Economic security, in the context of international relations, is the ability of a nation state to maintain and develop the national economy, without which other dimensions of national security cannot be managed. Economic capability largely determines the defence capability of a nation, and thus a sound economic security directly influences the national security of a nation. That is why we see countries with sound economy, happen to have sound security setup too, such as The United States, China, India among others. In larger countries, strategies for economic security expect to access resources and markets in other countries and to protect their own markets at home. Developing countries may be less secure than economically advanced states due to high rates of unemployment and underpaid work.

=== Environmental ===

Environmental security, also known as ecological security, refers to the integrity of ecosystems and the biosphere, particularly in relation to their capacity to sustain a diversity of life-forms (including human life). The security of ecosystems has attracted greater attention as the impact of ecological damage by humans has grown. The degradation of ecosystems, including topsoil erosion, deforestation, biodiversity loss, and climate change, affect economic security and can precipitate mass migration, leading to increased pressure on resources elsewhere.

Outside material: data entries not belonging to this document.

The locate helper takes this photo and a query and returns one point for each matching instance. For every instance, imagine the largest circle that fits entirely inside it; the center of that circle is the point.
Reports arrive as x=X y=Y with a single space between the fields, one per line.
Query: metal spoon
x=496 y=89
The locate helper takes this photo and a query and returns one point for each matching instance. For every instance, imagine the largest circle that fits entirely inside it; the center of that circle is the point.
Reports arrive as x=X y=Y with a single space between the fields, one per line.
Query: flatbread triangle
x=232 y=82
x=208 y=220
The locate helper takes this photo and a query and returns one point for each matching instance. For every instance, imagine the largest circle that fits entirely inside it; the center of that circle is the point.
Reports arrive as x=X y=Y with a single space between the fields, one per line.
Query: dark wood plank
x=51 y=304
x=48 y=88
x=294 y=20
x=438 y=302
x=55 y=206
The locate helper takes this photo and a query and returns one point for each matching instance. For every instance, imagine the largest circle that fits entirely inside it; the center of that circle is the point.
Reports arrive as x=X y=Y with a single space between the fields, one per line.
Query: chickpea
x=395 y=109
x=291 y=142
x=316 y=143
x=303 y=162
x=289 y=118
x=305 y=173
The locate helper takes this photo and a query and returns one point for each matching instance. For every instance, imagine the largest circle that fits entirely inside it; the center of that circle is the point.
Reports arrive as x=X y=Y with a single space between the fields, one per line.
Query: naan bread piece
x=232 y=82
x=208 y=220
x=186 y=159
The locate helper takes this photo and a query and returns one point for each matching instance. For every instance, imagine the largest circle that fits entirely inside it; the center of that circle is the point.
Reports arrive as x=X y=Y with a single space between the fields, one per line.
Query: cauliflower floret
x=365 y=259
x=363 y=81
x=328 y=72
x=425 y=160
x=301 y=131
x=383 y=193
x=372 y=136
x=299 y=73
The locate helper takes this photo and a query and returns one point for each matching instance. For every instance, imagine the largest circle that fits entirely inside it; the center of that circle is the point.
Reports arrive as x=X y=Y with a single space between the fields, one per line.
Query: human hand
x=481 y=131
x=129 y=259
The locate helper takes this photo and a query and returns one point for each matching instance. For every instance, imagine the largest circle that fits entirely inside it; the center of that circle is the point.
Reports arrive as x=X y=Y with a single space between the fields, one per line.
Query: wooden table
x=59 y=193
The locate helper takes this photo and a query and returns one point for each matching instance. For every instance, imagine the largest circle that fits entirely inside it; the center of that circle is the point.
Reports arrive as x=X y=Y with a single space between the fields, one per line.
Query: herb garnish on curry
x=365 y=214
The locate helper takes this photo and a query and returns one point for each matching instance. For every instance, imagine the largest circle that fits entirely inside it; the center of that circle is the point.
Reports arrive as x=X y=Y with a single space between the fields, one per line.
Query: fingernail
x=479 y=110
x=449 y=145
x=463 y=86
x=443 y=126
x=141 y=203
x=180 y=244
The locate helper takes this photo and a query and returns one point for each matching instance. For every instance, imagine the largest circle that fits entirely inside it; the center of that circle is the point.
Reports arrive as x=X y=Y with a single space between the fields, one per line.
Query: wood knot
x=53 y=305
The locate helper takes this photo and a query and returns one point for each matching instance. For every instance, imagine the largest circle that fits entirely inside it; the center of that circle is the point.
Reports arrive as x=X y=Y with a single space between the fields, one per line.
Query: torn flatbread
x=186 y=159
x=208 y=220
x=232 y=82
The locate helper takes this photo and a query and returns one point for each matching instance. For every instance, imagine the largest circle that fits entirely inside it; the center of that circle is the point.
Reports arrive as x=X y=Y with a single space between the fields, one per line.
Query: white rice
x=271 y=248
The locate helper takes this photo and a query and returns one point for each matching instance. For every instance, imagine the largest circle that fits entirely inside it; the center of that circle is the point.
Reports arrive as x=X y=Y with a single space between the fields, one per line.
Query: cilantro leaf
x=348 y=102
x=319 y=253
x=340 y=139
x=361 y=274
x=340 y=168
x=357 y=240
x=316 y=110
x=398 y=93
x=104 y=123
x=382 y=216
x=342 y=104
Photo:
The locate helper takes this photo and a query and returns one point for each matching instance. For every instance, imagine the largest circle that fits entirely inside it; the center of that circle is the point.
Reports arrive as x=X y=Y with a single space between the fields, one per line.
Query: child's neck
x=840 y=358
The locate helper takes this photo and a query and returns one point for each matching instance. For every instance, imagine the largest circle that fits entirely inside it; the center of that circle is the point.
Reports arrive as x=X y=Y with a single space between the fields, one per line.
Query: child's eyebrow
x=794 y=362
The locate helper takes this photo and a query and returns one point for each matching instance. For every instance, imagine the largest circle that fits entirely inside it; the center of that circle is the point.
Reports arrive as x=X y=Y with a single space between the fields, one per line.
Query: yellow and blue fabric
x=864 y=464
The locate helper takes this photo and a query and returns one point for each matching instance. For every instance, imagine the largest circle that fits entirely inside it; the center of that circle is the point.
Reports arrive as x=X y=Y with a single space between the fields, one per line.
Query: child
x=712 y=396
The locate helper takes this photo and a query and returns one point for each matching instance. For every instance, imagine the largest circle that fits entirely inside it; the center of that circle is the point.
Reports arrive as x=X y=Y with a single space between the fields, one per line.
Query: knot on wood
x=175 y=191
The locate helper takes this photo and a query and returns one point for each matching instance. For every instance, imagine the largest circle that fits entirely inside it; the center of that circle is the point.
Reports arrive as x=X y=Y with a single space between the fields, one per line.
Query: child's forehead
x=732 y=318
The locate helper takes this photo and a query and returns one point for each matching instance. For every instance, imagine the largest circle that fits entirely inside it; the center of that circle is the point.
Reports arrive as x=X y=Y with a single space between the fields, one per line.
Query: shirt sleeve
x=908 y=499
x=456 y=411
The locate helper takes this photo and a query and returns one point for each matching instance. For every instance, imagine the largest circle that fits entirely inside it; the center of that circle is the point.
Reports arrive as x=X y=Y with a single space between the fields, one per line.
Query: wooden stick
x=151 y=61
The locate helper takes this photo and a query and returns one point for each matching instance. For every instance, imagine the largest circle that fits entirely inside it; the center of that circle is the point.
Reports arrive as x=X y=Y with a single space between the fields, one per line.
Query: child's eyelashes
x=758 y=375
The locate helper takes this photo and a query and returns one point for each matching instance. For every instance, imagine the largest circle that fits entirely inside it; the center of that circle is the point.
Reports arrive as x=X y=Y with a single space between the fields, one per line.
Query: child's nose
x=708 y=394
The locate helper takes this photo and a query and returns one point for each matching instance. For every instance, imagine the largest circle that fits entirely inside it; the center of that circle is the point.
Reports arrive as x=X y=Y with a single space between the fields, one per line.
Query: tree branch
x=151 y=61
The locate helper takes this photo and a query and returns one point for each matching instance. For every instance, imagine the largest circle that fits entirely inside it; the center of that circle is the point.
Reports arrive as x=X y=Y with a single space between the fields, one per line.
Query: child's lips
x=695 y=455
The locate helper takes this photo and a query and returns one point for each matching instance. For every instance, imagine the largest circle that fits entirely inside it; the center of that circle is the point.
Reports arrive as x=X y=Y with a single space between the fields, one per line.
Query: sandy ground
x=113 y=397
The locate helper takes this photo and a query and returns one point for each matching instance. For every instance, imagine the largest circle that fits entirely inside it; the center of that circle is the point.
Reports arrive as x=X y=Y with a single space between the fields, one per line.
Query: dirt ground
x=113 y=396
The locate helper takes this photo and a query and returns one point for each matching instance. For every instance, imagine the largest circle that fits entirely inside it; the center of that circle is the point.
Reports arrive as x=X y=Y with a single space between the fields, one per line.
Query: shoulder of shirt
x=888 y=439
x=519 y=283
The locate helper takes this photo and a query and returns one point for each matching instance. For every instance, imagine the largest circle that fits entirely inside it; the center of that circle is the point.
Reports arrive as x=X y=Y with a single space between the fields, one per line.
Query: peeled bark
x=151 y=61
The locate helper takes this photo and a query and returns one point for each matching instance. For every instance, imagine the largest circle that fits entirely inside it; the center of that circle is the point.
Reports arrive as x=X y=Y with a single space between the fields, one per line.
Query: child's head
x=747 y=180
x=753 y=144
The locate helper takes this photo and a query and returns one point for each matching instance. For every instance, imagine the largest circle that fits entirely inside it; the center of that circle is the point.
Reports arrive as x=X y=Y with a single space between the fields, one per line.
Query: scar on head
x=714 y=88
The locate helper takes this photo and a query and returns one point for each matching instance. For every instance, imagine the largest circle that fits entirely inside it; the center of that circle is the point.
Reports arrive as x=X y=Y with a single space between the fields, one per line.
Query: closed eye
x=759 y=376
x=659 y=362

Ecological security is also important since most of the countries in the world are developing and dependent on agriculture and agriculture gets affected largely due to climate change. This effect affects the economy of the nation, which in turn affects national security.

The scope and nature of environmental threats to national security and strategies to engage them are a subject of debate. Romm (1993) classifies the major impacts of ecological changes on national security as:
- Transnational environmental problems. These include global environmental problems such as climate change due to global warming, deforestation, and loss of biodiversity.
- Local environmental or resource pressures. These include resource scarcities leading to local conflict, such as disputes over water scarcity in the Middle East; migration into the United States caused by the failure of agriculture in Mexico; and the impact on the conflict in Syria of erosion of productive land. Environmental insecurity in Rwanda following a rise in population and dwindling availability of farmland, may also have contributed to the genocide there.
- Environmentally threatening outcomes of warfare. These include acts of war that degrade or destroy ecosystems. Examples are the Roman Empire destruction of agriculture in Carthage; Saddam Hussein's burning of oil wells in the Gulf War; the use of Agent Orange by the UK in the Malayan Emergency and the US in the Vietnam War for defoliating forests.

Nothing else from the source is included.